When President Donald Trump recently recognized Jerusalem as Israel’s capital and promised to move the U.S. embassy there, Israelis celebrated by projecting a powerful symbol on an old stone wall in Jerusalem — the American and Israeli flags, together as one.
That image proclaimed what the rest of the world has known for a long time: The U.S. is not the honest broker needed in the conflict between Palestinians and Israelis.
Trump’s unilateral decision to grant Israelis’ desire for formal recognition of Jerusalem as their capital comes 100 years after another incendiary move by a great power — the Balfour Declaration of 1917. Israelis regard the Balfour Declaration as the foundation stone of their country’s legitimacy. Others regard it as an act of British imperialist hubris that American politicians of both parties seem determined to surpass.

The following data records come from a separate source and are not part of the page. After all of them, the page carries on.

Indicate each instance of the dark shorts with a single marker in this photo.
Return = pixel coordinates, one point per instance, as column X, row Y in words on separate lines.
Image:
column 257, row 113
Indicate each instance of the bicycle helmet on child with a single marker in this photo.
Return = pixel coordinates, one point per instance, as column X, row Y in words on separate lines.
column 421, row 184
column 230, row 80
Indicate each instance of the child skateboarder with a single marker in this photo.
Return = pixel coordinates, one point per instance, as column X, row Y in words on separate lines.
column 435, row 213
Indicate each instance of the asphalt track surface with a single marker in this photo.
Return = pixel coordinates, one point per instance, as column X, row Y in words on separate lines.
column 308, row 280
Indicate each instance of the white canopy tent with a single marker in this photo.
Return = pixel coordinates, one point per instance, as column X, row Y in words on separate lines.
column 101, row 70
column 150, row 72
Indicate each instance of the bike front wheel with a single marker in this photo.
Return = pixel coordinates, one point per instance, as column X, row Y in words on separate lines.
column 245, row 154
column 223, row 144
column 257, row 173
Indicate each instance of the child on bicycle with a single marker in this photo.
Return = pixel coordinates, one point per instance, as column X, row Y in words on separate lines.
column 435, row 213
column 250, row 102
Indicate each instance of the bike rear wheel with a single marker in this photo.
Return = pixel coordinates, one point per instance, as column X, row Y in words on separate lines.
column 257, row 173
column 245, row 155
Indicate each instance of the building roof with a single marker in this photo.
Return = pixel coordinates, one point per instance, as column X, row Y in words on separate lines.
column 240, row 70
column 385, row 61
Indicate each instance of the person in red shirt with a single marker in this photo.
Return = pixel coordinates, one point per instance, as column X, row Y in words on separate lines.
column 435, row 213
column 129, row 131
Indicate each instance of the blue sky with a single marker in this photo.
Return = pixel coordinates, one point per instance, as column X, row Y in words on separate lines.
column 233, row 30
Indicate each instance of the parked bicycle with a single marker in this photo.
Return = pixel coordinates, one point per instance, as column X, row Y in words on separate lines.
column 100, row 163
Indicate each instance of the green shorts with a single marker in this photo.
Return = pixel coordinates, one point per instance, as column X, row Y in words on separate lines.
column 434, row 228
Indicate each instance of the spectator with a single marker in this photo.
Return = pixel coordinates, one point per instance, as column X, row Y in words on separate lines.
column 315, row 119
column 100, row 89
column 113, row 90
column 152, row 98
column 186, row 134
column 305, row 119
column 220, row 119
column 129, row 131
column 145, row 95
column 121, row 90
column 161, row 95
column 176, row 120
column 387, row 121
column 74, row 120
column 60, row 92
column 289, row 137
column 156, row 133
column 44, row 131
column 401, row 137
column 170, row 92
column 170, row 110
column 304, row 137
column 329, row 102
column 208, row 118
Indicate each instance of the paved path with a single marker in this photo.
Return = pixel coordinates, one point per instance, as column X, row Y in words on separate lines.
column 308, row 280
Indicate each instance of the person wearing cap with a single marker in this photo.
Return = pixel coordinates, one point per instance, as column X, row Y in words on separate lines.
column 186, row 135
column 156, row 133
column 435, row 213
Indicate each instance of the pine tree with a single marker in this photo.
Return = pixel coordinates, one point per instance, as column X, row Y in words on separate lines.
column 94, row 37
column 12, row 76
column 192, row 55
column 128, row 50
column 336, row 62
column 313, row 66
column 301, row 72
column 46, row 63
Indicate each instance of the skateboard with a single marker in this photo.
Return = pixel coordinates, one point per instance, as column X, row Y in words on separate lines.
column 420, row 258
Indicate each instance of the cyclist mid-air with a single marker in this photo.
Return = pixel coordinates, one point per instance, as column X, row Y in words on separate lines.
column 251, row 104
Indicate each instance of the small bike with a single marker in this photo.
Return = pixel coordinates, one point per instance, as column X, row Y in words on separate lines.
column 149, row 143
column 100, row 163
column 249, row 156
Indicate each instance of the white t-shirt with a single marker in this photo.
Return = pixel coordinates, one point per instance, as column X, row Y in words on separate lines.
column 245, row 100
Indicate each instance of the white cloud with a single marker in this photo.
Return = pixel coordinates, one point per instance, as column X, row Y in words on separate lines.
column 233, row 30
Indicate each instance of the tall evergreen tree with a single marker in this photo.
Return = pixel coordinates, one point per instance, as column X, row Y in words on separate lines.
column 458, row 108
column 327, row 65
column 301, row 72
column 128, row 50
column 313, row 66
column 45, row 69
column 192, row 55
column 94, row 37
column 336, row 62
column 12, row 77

With his signature ignorance of history, Trump has bookended Balfour, figuratively scrawling a crude orange smiley face and giant exclamation point on the infamous document.
A hundred years ago, while Britain was mired in World War I, the young movement known as Zionism was encouraging Europe’s Jews to start colonies in Palestine. The Zionists envisioned turning all of Palestine into a majority Jewish state — a plan that disregarded the existence of those who already lived there, the Arabs of Palestine.
The Balfour Declaration was a short letter written by Lord Balfour, the British foreign secretary, to Lord Rothschild, a British Zionist. The letter expressed the British government’s support for a Jewish homeland in Palestine. The letter also contained an often-overlooked caveat conditioning Britain’s support on “it being clearly understood that nothing shall be done which may prejudice the civil and religious rights of existing non-Jewish communities in Palestine ... .”
Palestine at the time was controlled by the Ottoman Empire, soon to be defeated in the war. The allied victors awarded Britain control of Palestine, and the Zionist colonial enterprise accelerated under the watchful, helpful eyes of the British military. Whether all of the consequences of Balfour’s letter were intended or not, the caveat about not harming the rights of non-Jews in Palestine was mostly ignored.
Several weeks ago, I visited Balfour’s ground zero, Jerusalem. There, at the Anglican Cathedral Church of St. George, once the religious home of British rulers in Palestine, the congregation was planning to commemorate the Balfour centennial. It would be no celebration. Rather, they planned to ask the British government to repent for Balfour and finally make good on the document’s caveat about the rights of Palestine’s “non-Jewish communities.”
Completed in 1899, at the peak of the British Empire, St. George’s was the church of the bureaucrats and military officials based in Jerusalem to secure the empire’s interests. Those interests culminated in the fraught history of the 26-year British Mandate of Palestine.
Immediately after the British departure in 1948, the Zionist government-in-waiting declared the founding of the state of Israel. But what Israelis proudly remember as their independence day, Palestinian Arabs remember as their Nakba or catastrophe. Palestinian Arabs were victims of at least 31 massacres; 531 Palestinian villages were destroyed; and 750,000 Arabs were driven from the country or fled in fear, never to be allowed to return. Then, in 1967, the Israelis captured and occupied the rest of historic Palestine, including East Jerusalem.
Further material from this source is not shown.